Crede nella fortuna?
«Ho smesso. Anni fa andavo in motorino al maneggio: in aperta campagna caddi in uno scarico delle fogne a cielo aperto. Mi ritrovai, letteralmente, in un mare di merda. Si dice che porti fortuna, ma ho imparato a dubitarne. Faccio pochi film e sono fidanzata con Valerio Mastandrea. Posso sostenere davvero che mi sia andata bene?» (ride)
Come l’ha conosciuto?
«Ero a una cena da amici. Lui arrivò trafelato dal cinema. Finisce la cena, ci spostiamo in una birreria e scambiamo qualche parola. Lui dice che all’inizio facevo la sostenuta. E forse chissà, è anche vero. Decidiamo di prenderci un caffè un paio di giorni dopo. Appuntamento alle 11 di mattina. Passano dieci minuti e non si vede nessuno. Ne passano venti e non accade niente. Allo scoccare della mezz’ora mi alzo e me ne vado. A fine balletto scopriamo entrambi di aver sbagliato appuntamento e ne fissiamo un altro. È cominciata così, come in un film di Woody Allen».
Un copione quasi più complesso della sua prova in Ride.
«Il film l’ho affrontato con leggerezza. La paura di essere all’altezza è venuta dopo. Prima no, avevo seguito tutte le fasi di scrittura e in Carolina, la protagonista, percepivo una levità capace di volare sopra le cose, sopra il lutto, sopra il dolore».
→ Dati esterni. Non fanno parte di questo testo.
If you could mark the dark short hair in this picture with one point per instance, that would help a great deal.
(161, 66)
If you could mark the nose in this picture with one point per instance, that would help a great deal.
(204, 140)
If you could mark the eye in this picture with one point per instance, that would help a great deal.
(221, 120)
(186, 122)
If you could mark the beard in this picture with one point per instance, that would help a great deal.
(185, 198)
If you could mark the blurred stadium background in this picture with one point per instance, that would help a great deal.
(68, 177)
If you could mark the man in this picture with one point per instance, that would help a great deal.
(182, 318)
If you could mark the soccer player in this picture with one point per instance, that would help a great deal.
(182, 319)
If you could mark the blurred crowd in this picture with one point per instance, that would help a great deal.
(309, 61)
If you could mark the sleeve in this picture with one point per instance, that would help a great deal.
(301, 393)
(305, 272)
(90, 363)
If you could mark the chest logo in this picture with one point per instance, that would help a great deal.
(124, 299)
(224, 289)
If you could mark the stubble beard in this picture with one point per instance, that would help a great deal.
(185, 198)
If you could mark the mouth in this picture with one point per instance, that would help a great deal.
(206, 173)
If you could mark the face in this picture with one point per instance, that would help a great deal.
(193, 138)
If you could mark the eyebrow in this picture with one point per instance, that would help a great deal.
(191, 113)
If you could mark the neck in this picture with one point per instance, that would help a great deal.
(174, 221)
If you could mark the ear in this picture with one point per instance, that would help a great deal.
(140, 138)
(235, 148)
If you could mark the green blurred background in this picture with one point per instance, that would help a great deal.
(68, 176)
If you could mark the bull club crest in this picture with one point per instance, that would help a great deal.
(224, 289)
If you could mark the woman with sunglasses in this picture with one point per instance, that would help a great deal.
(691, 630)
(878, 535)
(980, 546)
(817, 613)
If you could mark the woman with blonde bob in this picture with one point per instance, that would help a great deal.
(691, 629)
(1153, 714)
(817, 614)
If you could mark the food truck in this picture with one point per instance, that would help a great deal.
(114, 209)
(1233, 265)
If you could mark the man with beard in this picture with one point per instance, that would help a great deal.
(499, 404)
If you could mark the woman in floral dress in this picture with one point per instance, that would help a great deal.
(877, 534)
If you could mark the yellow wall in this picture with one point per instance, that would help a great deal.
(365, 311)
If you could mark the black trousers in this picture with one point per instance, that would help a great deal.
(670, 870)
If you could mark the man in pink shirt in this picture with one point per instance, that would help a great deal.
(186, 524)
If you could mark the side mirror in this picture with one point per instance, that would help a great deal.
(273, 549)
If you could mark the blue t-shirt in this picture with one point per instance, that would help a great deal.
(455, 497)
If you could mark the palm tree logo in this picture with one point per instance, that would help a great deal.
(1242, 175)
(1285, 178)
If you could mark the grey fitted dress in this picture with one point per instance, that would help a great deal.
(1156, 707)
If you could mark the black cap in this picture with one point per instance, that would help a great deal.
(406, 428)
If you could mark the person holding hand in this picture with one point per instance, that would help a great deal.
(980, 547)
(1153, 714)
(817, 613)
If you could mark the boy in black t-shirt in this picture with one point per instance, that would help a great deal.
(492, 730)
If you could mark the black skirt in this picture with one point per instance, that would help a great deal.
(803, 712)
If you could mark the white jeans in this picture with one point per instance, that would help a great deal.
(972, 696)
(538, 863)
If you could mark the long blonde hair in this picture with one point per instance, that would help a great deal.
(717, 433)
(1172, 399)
Cosa le ha lasciato un ruolo così forte?
«La consapevolezza che non ho più voglia di star ferma. Ho deciso che non posso aspettare un’altra decade prima di fare un altro film. Avevo in testa un’idea e ho sentito il bisogno di realizzarla. Così con Elisa Casseri e Carlotta Corradi abbiamo messo in piedi un team di scrittura e immaginato una serie su una donna di trent’anni. Il progetto interessa a una produzione e tra qualche mese spero prenda il via. Va bene avere tempo libero, ma il patto che ho fatto con me stessa è di impiegarlo meglio».
È una scommessa?
«Un investimento. Un tuffo nella passione e un modo di evadere dall’incertezza. Il domani non mi spaventa. La puntata questa volta la faccio su me stessa. Parafrasando Rimini di De André: “Voi che siete lì tra i gelati e le bandiere / non fate più scommesse sulla figlia del dentista”».